I'm sure your point must be that if I can be fulfilled in a city, why can't I be fulfilled in a suburb? No matter where you go, there you are. I'm sure political prisoners probably inspire people just as much from their cages, but don't you think they'd feel better being outside them, and able to do their life's work? No, I'm not being histrionic, and yes, this place is a sleepy, uninspiring shrinkwrapped town. Whatever fun I have here, I bring myself.
I think you're wrong about people. They want to help, they want you to be happy, they just don't know how to have the impact they'd like. They don't understand why you can't thrive in a lifestyle that's so easy to thrive in. My mother had a boyfriend when I was young who would tell me, when I cried, "Cheer up, kid, you could've been born in Vietnam." It scares them when you despise what they value. For whatever reason -- I can think of several -- they don't really grok that you mean something different by "thrive" than they do.

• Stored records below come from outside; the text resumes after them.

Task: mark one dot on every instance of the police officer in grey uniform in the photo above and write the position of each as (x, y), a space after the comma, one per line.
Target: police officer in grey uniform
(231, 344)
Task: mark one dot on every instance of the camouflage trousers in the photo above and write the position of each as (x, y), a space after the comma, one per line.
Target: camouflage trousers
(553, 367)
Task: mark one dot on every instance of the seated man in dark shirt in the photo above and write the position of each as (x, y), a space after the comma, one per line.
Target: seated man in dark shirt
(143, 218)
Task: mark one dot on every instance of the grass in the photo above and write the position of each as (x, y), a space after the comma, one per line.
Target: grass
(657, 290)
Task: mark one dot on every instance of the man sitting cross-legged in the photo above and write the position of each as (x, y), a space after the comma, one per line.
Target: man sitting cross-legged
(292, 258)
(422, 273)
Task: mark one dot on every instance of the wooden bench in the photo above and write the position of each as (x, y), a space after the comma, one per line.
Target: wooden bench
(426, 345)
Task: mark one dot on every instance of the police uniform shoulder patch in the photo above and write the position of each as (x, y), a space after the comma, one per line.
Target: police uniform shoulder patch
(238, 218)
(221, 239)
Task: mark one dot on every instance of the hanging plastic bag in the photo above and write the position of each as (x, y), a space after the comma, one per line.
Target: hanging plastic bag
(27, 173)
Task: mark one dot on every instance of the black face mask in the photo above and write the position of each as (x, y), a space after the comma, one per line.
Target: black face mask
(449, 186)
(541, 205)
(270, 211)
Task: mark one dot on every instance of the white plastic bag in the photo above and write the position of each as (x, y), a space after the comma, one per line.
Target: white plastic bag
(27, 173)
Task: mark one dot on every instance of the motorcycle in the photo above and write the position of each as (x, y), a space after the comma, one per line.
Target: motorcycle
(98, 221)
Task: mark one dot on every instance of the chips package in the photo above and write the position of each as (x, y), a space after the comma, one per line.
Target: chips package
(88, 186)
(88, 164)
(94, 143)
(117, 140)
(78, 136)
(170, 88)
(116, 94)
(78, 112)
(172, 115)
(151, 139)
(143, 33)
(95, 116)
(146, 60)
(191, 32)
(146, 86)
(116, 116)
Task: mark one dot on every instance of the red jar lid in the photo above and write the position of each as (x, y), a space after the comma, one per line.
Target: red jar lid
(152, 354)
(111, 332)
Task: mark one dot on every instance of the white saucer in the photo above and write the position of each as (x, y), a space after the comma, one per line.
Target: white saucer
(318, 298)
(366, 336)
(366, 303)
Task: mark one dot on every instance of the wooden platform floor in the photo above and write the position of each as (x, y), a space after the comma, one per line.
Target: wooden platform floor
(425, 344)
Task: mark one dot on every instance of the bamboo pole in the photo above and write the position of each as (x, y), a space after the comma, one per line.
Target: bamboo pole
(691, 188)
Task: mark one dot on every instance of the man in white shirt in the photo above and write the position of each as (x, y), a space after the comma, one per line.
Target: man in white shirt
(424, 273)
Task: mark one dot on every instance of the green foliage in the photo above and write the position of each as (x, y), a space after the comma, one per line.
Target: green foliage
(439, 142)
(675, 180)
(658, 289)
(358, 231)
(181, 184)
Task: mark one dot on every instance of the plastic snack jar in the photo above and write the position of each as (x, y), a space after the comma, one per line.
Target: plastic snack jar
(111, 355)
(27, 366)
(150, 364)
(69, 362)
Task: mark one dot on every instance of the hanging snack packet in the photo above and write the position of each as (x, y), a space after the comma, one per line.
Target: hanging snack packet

I'm not wrong about people. I'm one of them, and I think I have some insight. I don't think my happiness is at all integral to theirs. There's the whole schadenfreude thing that goes on amongst the people I know, and back when I arrived in the urban part of this state, pink of cheek, I thought the derision and taking joy in other's pain was something that "cool people" did, and I realised with some discomfort that I could never be kool like dat.
No, I don't think people give a flying fuck over whether or not I "thrive", so much as I steam their latte they way they want, show up on time for my shift, take out the garbage, don't talk to them about any of that "weird shit" I read, don't walk where their SUV is trying to drive, and listen to them tell me just how much better I'd feel if I were to march to the same rhythm, and any pain or discomfort or loneliness I'm experiencing is because I'm not doing it their way.
I know this has the potential to sound adolescent, but I didn't go through this when I was a teenager, and I've never been as stuck as a kid as I am right now, at thirty, feeling the potential of What Might Yet Be poking me from under the skin.
I look back on my own darker periods and I'm astonished at how gauzy-thin they were. Yet the gauze is always right near my hand -- I can put it over my face any time. I remember how happiness seemed like a gauze then, a gauze in front of the lens that blurs out any unsightly blemishes. I'm neither happy nor unhappy right now, too busy trying to keep afloat in unfamiliar circumstances. These are transitory states. Not meaningless, but empty and NOT YOU. The rockstar, &c. is not you. Fuck it, work at WalMart. Rock the WalMart. Make it yours.
That's probably the part of your response that I like the best: Rock the WalMart. (An aside: I don't actually work at a WalMart. The original statement was something along the lines of "This is the kind of future that can be expected of someone like you, someone with your background, someone of your race, someone of your caste and financial status.") When someone throws their money at me and barks an order, I often think WW_D, and fill in the blanks with more modern people:
What Would Frida Kahlo Do? (If forced to work in a WalMart, people would only see her as a semi-crippled Latina that needed to "learn to speak Amurrikin better".)
What Would Abbie Hoffman Do?
What Would Grant Morrison Do?
What Would ::aphonia:: do? Whatever was necessary to keep these people from killing her spirit.
I'll close with some selected lyrics that I think are applicable, from Starving in the Belly of a Whale, off of Tom Waits's most recent, Blood Money:
(deleted to conserve bandwidth)
I've chosen to take this as an invitation and as fair warning, but not as discouragement. Come dance. The tune is terrible, but it's not bad, y'know? More like fearsome. Hard. Like you.
Good Ol' Tom. I liked "Grapefruit Moon".